Termination Revisited: American Indians on the Trail to Self-Determination, 1933-1953

Termination Revisited: American Indians on the Trail to Self-Determination, 1933-1953

Termination Revisited: American Indians on the Trail to Self-Determination, 1933-1953

Termination Revisited: American Indians on the Trail to Self-Determination, 1933-1953

Synopsis

"[Philp presents a well-balanced account of the legal, political, and economic relationships between Native Americans and the U. S. government during the period shortly before the Indian Reorganization Act (1935) to... Termination, the program to dissolve tribal relationships with the federal government.... Philp brilliantly ties together the shifting stances of governmental and tribal officials."- Choice

Excerpt

This book was written to fill a void in the historiography of Native Americans during the twentieth century. It covers the period from the Indian New Deal to termination in the early 1950s, when plans were made to rapidly assimilate Indians, end the trust on their tax-free land, and place them under state jurisdiction. Scholars generally have viewed termination as a regressive era when Native Americans lost important rights and were placed on the road to dispossession.

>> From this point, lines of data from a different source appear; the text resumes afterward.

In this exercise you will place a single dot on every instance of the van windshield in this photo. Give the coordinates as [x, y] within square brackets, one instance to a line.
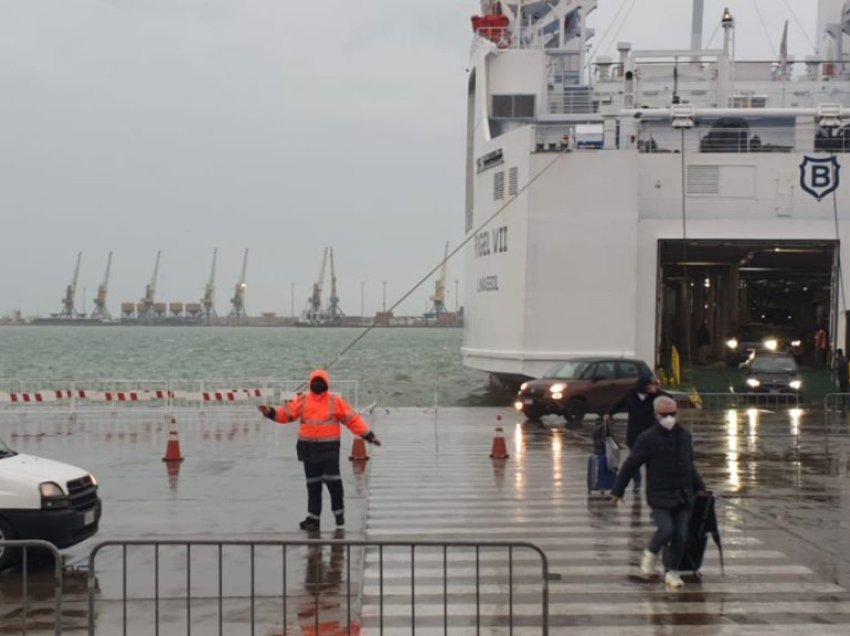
[5, 451]
[573, 370]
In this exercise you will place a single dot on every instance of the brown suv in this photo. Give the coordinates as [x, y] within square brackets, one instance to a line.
[578, 386]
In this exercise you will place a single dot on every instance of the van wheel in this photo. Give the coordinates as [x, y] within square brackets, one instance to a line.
[575, 411]
[8, 556]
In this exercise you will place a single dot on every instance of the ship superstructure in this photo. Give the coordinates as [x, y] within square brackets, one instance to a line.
[633, 199]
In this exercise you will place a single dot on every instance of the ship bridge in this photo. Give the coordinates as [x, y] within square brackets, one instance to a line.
[634, 199]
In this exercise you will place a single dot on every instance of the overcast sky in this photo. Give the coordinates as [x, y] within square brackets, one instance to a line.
[281, 126]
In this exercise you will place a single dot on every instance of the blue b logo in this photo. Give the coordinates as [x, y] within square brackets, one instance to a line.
[820, 177]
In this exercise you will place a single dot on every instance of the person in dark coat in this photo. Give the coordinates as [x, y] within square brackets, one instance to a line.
[637, 402]
[672, 484]
[842, 371]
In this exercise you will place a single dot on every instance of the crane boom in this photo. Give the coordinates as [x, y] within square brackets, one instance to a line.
[334, 312]
[69, 309]
[316, 297]
[237, 311]
[100, 309]
[208, 301]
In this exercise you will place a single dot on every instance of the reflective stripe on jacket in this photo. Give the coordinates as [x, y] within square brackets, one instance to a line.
[321, 416]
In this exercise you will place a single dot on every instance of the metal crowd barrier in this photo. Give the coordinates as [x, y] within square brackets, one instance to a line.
[332, 602]
[725, 401]
[25, 621]
[836, 401]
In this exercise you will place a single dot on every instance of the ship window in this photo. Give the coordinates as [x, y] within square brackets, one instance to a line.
[499, 186]
[703, 180]
[513, 107]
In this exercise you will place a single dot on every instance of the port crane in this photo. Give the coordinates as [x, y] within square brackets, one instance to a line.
[334, 312]
[208, 301]
[439, 298]
[146, 306]
[237, 312]
[314, 314]
[100, 310]
[68, 303]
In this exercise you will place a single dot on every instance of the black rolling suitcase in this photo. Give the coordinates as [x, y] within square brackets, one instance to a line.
[703, 523]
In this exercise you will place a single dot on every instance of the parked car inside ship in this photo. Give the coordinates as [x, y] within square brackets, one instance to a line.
[772, 373]
[578, 386]
[753, 338]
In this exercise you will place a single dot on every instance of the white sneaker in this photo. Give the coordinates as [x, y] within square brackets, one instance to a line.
[647, 563]
[672, 579]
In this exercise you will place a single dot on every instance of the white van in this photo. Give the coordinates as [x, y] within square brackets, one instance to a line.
[44, 499]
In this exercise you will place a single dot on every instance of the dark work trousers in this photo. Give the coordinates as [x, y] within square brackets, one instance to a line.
[324, 471]
[672, 532]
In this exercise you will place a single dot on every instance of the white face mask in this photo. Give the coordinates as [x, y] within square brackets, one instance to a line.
[668, 421]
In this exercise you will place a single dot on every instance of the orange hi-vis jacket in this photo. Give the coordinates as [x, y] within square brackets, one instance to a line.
[321, 415]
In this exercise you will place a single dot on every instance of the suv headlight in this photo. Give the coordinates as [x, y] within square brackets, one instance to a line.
[52, 496]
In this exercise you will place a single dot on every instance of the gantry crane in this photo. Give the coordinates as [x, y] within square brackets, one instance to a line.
[439, 297]
[208, 301]
[69, 309]
[334, 312]
[237, 311]
[100, 310]
[146, 306]
[314, 314]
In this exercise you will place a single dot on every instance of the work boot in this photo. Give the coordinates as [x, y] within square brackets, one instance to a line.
[672, 579]
[647, 563]
[309, 524]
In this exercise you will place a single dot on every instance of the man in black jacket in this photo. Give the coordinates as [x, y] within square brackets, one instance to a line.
[672, 483]
[637, 402]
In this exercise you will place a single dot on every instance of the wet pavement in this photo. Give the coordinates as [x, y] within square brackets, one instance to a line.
[783, 504]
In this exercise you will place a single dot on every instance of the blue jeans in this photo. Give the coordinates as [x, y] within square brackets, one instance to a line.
[672, 533]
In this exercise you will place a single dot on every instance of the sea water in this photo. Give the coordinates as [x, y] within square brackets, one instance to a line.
[394, 366]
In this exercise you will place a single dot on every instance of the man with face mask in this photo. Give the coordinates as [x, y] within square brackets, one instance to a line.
[321, 414]
[672, 483]
[638, 403]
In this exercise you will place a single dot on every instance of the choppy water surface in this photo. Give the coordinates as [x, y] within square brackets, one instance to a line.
[397, 367]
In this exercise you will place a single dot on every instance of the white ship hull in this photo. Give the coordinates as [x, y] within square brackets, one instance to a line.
[574, 264]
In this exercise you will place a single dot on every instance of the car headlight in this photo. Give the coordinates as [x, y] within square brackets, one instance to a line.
[52, 495]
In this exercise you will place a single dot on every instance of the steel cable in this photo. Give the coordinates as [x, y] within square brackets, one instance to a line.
[448, 257]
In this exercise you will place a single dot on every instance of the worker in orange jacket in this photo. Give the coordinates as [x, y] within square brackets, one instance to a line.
[321, 413]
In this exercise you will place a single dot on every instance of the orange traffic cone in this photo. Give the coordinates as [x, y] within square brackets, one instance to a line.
[358, 451]
[172, 451]
[499, 449]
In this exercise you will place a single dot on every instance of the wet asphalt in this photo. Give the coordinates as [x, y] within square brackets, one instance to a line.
[781, 478]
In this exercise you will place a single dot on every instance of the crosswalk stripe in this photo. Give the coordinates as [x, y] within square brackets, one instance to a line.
[593, 549]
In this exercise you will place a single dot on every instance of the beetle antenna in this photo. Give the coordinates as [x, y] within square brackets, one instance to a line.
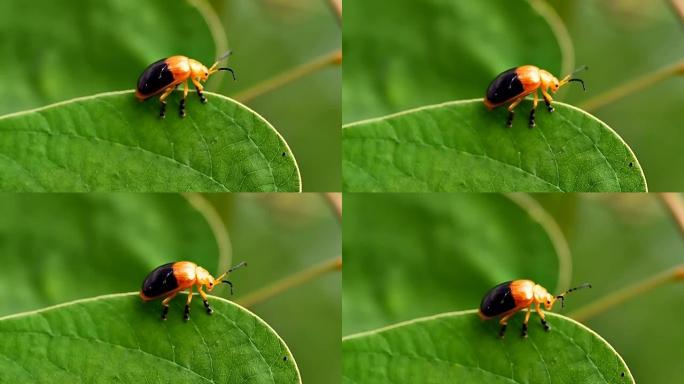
[229, 283]
[562, 295]
[220, 59]
[239, 265]
[224, 56]
[229, 70]
[580, 69]
[579, 81]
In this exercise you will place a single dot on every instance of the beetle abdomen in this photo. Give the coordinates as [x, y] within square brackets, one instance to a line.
[160, 281]
[498, 300]
[154, 79]
[505, 87]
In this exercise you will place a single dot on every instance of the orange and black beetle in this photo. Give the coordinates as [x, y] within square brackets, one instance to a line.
[167, 74]
[169, 279]
[516, 83]
[512, 296]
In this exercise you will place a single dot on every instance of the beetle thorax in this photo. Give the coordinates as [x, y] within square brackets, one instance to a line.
[548, 80]
[203, 277]
[540, 294]
[198, 70]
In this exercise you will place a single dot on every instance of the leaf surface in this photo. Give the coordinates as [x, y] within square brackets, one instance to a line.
[111, 142]
[461, 146]
[459, 347]
[61, 247]
[408, 256]
[125, 341]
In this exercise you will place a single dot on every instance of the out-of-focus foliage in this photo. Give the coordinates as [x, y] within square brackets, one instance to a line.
[417, 53]
[414, 255]
[58, 51]
[270, 37]
[287, 234]
[56, 248]
[622, 40]
[617, 240]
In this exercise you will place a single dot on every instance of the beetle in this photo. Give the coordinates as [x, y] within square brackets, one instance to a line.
[509, 297]
[514, 84]
[169, 279]
[165, 75]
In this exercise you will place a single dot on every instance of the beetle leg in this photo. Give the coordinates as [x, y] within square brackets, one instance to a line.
[527, 319]
[504, 324]
[511, 113]
[547, 99]
[546, 325]
[165, 304]
[199, 89]
[185, 96]
[186, 313]
[534, 107]
[162, 100]
[204, 299]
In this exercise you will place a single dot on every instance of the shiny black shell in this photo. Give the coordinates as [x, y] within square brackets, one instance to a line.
[155, 78]
[498, 300]
[505, 87]
[160, 281]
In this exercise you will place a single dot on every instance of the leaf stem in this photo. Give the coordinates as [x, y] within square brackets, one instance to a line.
[336, 7]
[269, 85]
[633, 86]
[218, 228]
[334, 199]
[675, 204]
[618, 297]
[300, 278]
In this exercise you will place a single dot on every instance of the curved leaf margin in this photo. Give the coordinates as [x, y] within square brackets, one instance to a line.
[136, 295]
[132, 92]
[627, 374]
[379, 119]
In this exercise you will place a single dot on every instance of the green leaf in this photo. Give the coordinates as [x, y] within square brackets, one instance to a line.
[54, 51]
[458, 347]
[461, 146]
[125, 341]
[424, 52]
[450, 251]
[111, 142]
[62, 247]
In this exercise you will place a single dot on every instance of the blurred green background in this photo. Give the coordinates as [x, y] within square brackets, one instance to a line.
[615, 240]
[59, 247]
[56, 51]
[432, 51]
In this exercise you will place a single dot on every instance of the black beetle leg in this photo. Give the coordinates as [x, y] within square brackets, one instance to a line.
[533, 110]
[185, 96]
[208, 307]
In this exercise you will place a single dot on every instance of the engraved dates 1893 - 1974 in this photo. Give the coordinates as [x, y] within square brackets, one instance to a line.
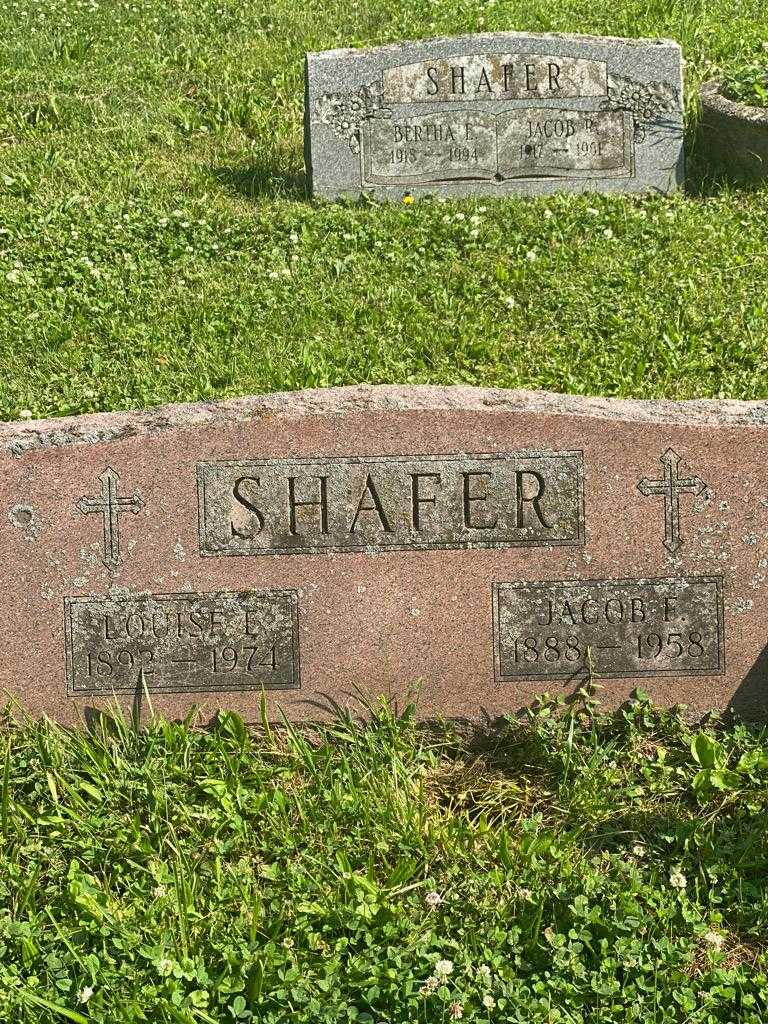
[615, 627]
[182, 642]
[390, 502]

Standard historical interpretations of termination provide valuable insights. They trace the origins of this policy to the collapse of New Deal reform, the impact of World War II on Indian life, the rapid economic development of the West, and shifts in postwar liberalism. In addition, termination has been portrayed as a modern war of conquest where intolerant federal officials victimized Indians by seizing their property, making them displaced urban refugees, and ceding tribal authority to states.

These important accounts illuminate how coercive federal power was used to harm Indian communities. Nonetheless, historians have glossed over Native American responses to termination. They have generally ignored the interactive relationships between the descendants of European settlers and tribal people during this era.

Closely linked to tribal organization during the New Deal, termination meant different things to different groups of Indians. For some Alaskan Indians and for the Mescalero Apaches, Paiutes, and Blackfeet, termination seemed to offer an opportunity to fulfill promises of tribal self-rule under the 1934 Indian Reorganization Act (IRA). The Navajos, on the other hand, saw in termination a chance to jettison unpopular New Deal programs. Aspects of termination also appealed to pan-Indian groups in California and Oklahoma because it provided pathways to escape federal wardship.